One of the great benefits from guided rail routing is that the guide rail will hold the router from either in-thrust or out-thrust loads caused by the rotation of the cutter as it enters the wood. As a result, if you are using the router on a guide rail, direction of cut does not matter. If you are using it free hand or with an edge guide or with a bearing guided bit best practice says to follow dirtydees advice. The amount of wood you are removing will dictate a lot about direction as well. If you are doing a light score cut you can safely move the router with a bearing guided bit or an edge guide either way. If you are hogging out a bunch of wood in one pass then only cut in the direction that the bit will pull the bit or the edge guide into the work piece. As dirtydeeds points how, however, that can produce massive tear out as the blade exits the uncut edge of the work piece ahead of the router.
Just don't underestimate the strength of the thrust load a heavy cut can produce so be sure, be sure, be sure you work piece is very well clamped down to something solid so it can't move. A bit an inch or two in diameter turning at around 20 grand can produce a lot of leverage if it hits something hard in the wood like a knot or grain change. As the bit diameter goes up, so does the leverage. That is why I never like to hand feed my shaper no matter how well guarded.

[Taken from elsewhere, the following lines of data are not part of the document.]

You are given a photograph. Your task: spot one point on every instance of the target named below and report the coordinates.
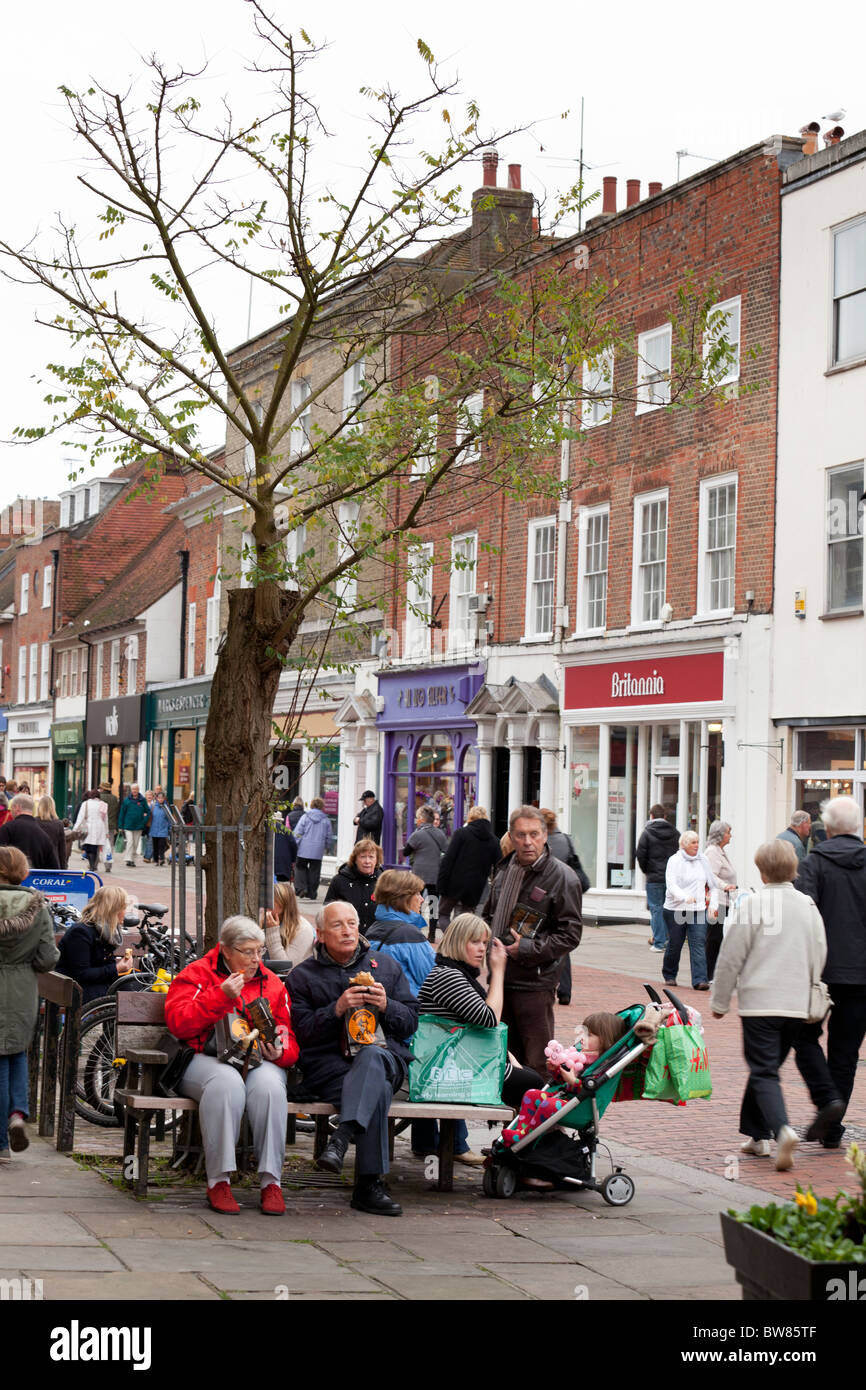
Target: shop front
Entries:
(29, 749)
(641, 733)
(114, 733)
(68, 755)
(177, 716)
(431, 749)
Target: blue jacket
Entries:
(313, 834)
(160, 822)
(401, 936)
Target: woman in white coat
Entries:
(93, 822)
(691, 897)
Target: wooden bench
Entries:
(141, 1027)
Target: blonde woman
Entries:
(287, 934)
(50, 822)
(88, 948)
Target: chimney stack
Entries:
(488, 161)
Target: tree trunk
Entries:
(237, 744)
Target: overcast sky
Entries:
(655, 79)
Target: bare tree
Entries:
(377, 277)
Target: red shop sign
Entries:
(677, 680)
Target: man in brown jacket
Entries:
(535, 909)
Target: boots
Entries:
(371, 1196)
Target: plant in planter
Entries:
(805, 1248)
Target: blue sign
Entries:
(71, 890)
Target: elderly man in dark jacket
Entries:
(363, 1084)
(834, 876)
(535, 909)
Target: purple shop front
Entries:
(431, 754)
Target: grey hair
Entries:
(239, 929)
(527, 813)
(841, 815)
(717, 831)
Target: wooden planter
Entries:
(772, 1271)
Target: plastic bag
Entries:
(458, 1064)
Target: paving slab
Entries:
(38, 1229)
(64, 1257)
(124, 1286)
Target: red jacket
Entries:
(196, 1001)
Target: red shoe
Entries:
(271, 1200)
(220, 1200)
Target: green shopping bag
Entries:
(687, 1062)
(458, 1064)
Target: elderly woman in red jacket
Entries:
(217, 987)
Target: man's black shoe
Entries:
(371, 1196)
(332, 1154)
(824, 1121)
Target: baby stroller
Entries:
(569, 1159)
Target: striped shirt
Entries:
(449, 994)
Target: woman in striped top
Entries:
(452, 991)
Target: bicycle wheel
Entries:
(96, 1075)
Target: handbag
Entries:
(819, 1002)
(458, 1064)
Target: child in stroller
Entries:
(545, 1153)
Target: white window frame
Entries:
(470, 414)
(463, 583)
(708, 485)
(652, 378)
(428, 444)
(355, 389)
(598, 375)
(348, 520)
(642, 501)
(191, 640)
(584, 520)
(419, 594)
(733, 312)
(844, 537)
(836, 299)
(302, 389)
(531, 631)
(114, 670)
(132, 663)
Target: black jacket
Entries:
(659, 841)
(88, 958)
(349, 884)
(834, 876)
(317, 984)
(27, 834)
(370, 823)
(552, 891)
(466, 863)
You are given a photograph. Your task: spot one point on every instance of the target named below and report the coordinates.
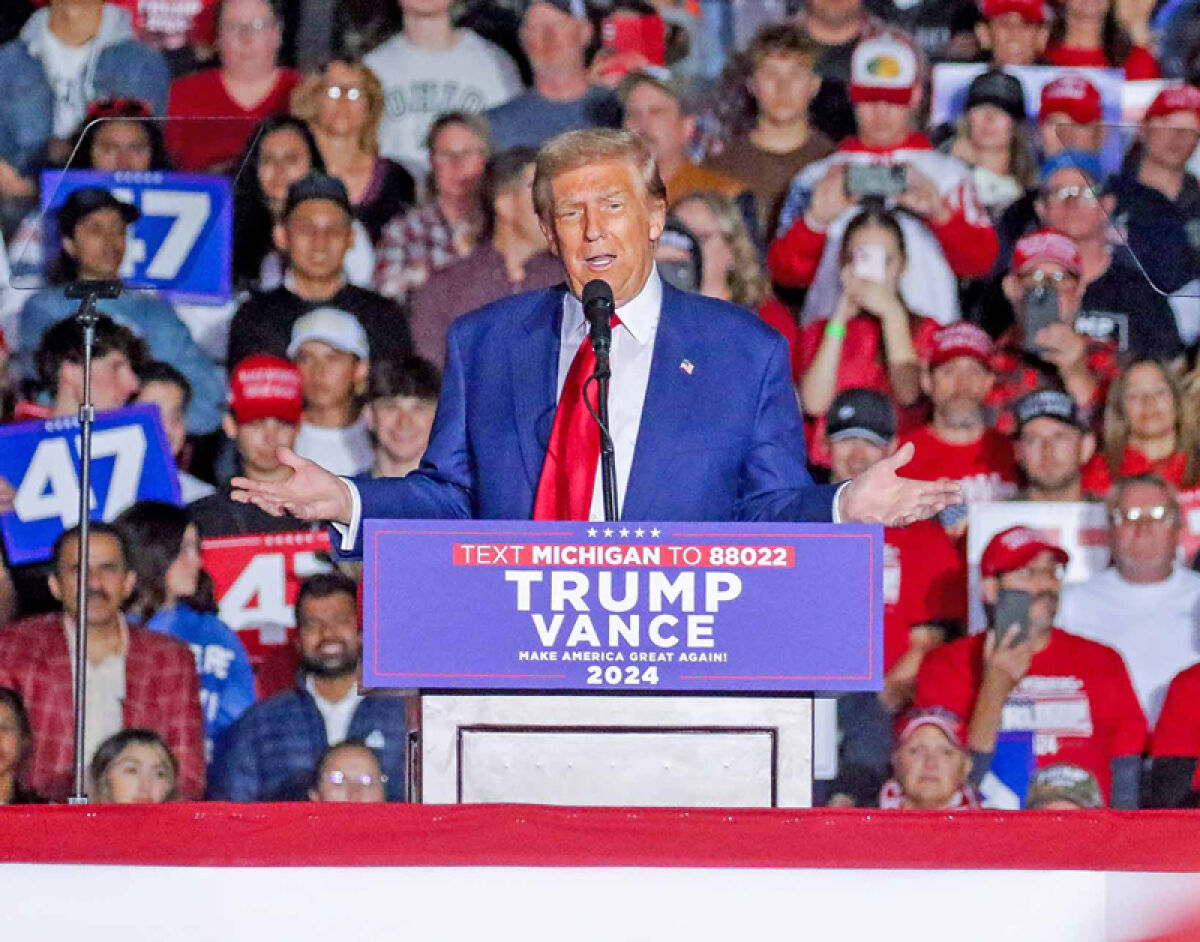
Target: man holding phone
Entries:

I sometimes use a 4" diameter 5" high segmented carbide shaper bit with a bearing for template work. The templates always have large cam type clamps to hold the work piece and two secure hand holds with deflector guards. Even so, I once had a piece of black walnut I was pattern routing for a table leg catch on something in the wood. It ripped the work piece off of the template, pulled the template (and me) in towards that rotating mass so quickly that I didn't even know what was happening until it was all over. The template was shattered and the work piece looked like a bomb exploded near by. All I could see in the work piece that could have caused this trauma was a slight grain change that put some falling grain in line with the cut at a point where the template curved inward and the fact that there was a bit more than 1/8" of wood projecting over the edge of the template.
Since that episode I now always use a smaller bearing guided bit to cut a follower edge an inch or so high on the work piece clamped to the template. Then I use the follower edge resting on the bearing to cut the rest of the profile instead of the bearing resting on the template. That way, if the work piece does catch, it will be pulled off the template and into the bearing which will help keep it under control. I do the same thing when pattern routing, make a light cut with the work piece clamped to the template, then reset the cutter bearing to follow on that light cut surface to finish the rest of the edge. Hope this helps.